これから定期的に世界の名作家具を特集していきますので、すでにご存知の方はおさらい的な感覚で、そうでない方はぜひ、インテリア基礎知識として覚えていただければと思います。

 最初にご紹介するのは、1872年にデンマークで設立された北欧家具の代名詞的ブランド『Fritz Hansen』(フリッツ・ハンセン)。
『Fritz Hansen』は、北欧家具の黄金時代を築き上げたアルネ・ヤコブセン※やハンス・J・ウェグナーといった巨匠デザイナー達の素晴らしい製品を有し、世界中のインテリア・ファンを魅了してやまない家具ブランドです。

※アルネ・ヤコブセン…建築家兼デザイナー(1902-1971)
1902年デンマーク・コペンハーゲン生まれ。オックスフォードのセントキャサリンズ・コレッジ、ラディソンのロイヤルホテル、デンマーク銀行など、数多くの建築物を手がける偉大な建築家でありながら、インテリア・デザイナーとしてもアントチェア(アリンコチェア)やセブンチェアなど、使い手を第一に考えた名作家具を数多く世に残す。彼が設計した照明や時計なども世界中で広く使用されている。

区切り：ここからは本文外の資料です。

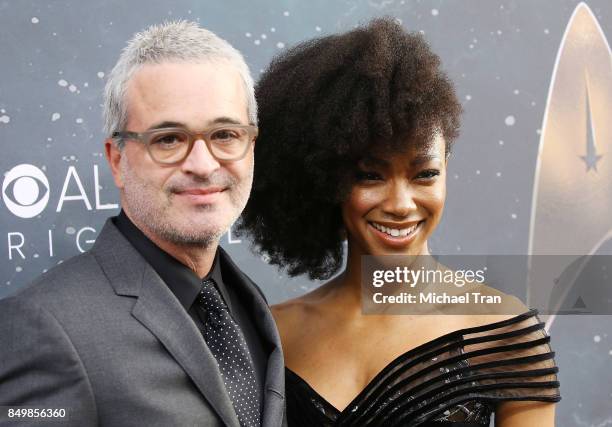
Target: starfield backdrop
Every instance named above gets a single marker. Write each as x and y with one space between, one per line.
530 174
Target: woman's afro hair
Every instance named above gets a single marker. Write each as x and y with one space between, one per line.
323 105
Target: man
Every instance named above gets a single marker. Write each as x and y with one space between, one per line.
155 326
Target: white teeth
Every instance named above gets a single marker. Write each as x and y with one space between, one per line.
395 232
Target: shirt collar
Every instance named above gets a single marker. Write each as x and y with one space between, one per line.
182 281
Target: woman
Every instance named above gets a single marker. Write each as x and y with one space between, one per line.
356 130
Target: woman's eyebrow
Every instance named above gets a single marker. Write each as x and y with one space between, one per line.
423 158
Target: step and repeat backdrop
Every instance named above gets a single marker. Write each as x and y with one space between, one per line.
530 174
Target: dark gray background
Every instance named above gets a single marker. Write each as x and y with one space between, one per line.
55 56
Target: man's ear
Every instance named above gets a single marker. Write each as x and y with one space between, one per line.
113 156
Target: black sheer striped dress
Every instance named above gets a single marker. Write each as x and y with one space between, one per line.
454 380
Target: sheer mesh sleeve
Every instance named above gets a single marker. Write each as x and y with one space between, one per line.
456 378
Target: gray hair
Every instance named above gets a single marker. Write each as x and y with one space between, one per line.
170 41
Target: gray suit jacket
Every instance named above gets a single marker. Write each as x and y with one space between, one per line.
102 336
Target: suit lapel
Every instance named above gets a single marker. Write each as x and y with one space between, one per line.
161 313
260 313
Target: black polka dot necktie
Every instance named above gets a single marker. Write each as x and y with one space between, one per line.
227 344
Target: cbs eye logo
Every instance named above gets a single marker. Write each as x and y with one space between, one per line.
25 191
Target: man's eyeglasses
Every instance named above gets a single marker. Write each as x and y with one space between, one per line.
170 146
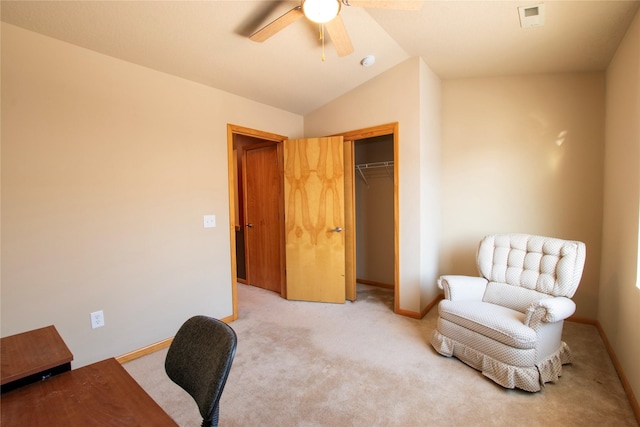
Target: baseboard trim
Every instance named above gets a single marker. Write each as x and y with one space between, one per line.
616 363
144 351
152 348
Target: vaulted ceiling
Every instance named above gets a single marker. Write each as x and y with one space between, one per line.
207 41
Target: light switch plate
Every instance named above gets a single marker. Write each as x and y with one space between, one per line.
209 221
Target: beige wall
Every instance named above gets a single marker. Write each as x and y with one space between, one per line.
107 171
524 154
407 94
619 302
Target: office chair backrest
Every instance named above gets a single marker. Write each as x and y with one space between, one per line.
199 360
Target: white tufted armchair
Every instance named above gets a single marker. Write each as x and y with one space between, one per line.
508 323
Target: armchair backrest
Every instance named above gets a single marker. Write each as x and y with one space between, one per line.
538 266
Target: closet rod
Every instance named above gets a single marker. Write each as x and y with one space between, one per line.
374 165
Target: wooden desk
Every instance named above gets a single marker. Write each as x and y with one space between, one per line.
101 394
32 356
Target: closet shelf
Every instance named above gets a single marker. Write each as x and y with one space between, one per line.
388 166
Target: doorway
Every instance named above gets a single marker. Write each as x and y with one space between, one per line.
382 157
374 167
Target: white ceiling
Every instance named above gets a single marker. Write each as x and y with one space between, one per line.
207 41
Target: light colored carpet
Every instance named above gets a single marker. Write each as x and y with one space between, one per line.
359 364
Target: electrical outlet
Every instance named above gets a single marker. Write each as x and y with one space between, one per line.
209 221
97 319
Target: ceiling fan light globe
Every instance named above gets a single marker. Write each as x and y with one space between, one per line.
321 11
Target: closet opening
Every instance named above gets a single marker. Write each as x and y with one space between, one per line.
374 183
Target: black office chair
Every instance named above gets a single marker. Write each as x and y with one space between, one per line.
199 360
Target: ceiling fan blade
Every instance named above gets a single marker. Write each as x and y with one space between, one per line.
387 4
279 24
339 36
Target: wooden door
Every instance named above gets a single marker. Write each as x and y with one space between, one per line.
262 213
314 219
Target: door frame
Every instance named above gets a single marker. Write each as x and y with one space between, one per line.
233 130
349 140
248 259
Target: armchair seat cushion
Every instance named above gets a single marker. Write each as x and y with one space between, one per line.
507 323
499 323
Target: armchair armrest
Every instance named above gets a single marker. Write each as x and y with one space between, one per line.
463 288
549 310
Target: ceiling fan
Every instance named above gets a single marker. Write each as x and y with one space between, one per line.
326 13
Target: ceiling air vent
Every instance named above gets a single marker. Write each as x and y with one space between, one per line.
531 16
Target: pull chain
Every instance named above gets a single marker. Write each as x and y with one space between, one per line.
321 35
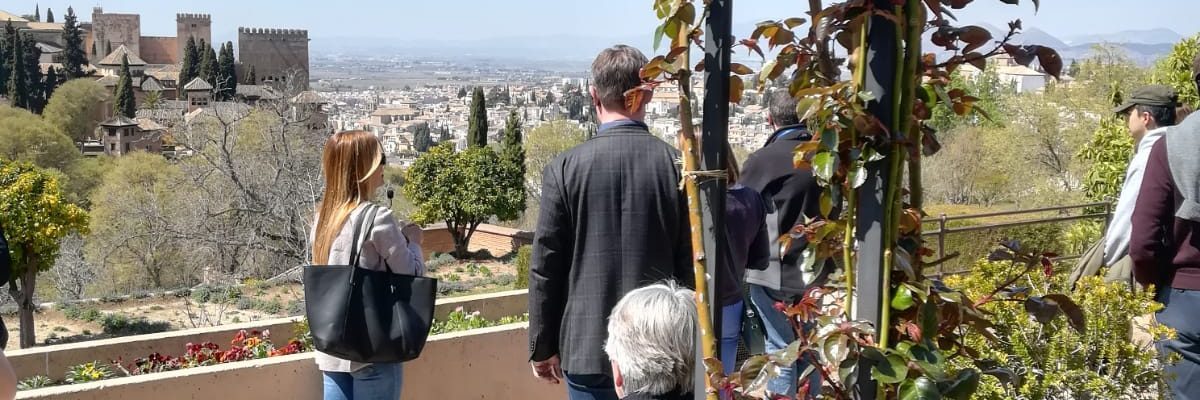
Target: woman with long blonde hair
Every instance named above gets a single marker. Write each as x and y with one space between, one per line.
353 165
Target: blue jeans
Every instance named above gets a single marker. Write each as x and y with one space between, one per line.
779 335
589 387
1180 314
371 382
731 330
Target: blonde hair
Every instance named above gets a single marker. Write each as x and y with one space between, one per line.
349 159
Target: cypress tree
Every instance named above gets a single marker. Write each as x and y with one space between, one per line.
10 34
190 69
208 65
34 89
18 93
125 103
52 79
477 131
231 71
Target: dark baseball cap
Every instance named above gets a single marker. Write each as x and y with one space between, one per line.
1151 95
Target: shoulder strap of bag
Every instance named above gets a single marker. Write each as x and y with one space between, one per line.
363 226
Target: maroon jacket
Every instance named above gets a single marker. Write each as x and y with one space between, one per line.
1165 250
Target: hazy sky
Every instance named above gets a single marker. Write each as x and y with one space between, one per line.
463 19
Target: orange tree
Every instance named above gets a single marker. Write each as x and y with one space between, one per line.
869 132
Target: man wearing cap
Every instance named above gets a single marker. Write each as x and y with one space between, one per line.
1164 246
1150 111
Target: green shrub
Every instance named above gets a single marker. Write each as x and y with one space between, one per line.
35 382
460 320
88 372
119 324
246 303
1054 360
202 294
522 262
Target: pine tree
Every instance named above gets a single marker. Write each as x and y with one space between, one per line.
34 89
18 93
125 103
190 69
208 65
477 131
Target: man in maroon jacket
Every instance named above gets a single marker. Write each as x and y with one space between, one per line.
1165 248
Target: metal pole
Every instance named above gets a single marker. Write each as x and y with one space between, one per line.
881 70
718 41
941 243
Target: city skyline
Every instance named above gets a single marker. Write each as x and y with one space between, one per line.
411 23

重ねても美しいスタッキングチェアの傑作『アリンコチェア』

©flickr/Naoya Fujii. title:Ant Chair 3 Legs

 20世紀のデザイン界に多大な影響を与えたデンマークの建築家兼デザイナー、アルネ・ヤコブセン。そんなデザイン界の巨匠と、『Fritz Hansen』との最初のコラボレーションは1934年に遡ります。

 1952年にはアントチェア(アリンコチェア)、1955年にはセブンチェアと、世界中のインテリア・ファンに絶大な人気を誇る名作家具が巨匠デザイナーの手によって次々と誕生したのです。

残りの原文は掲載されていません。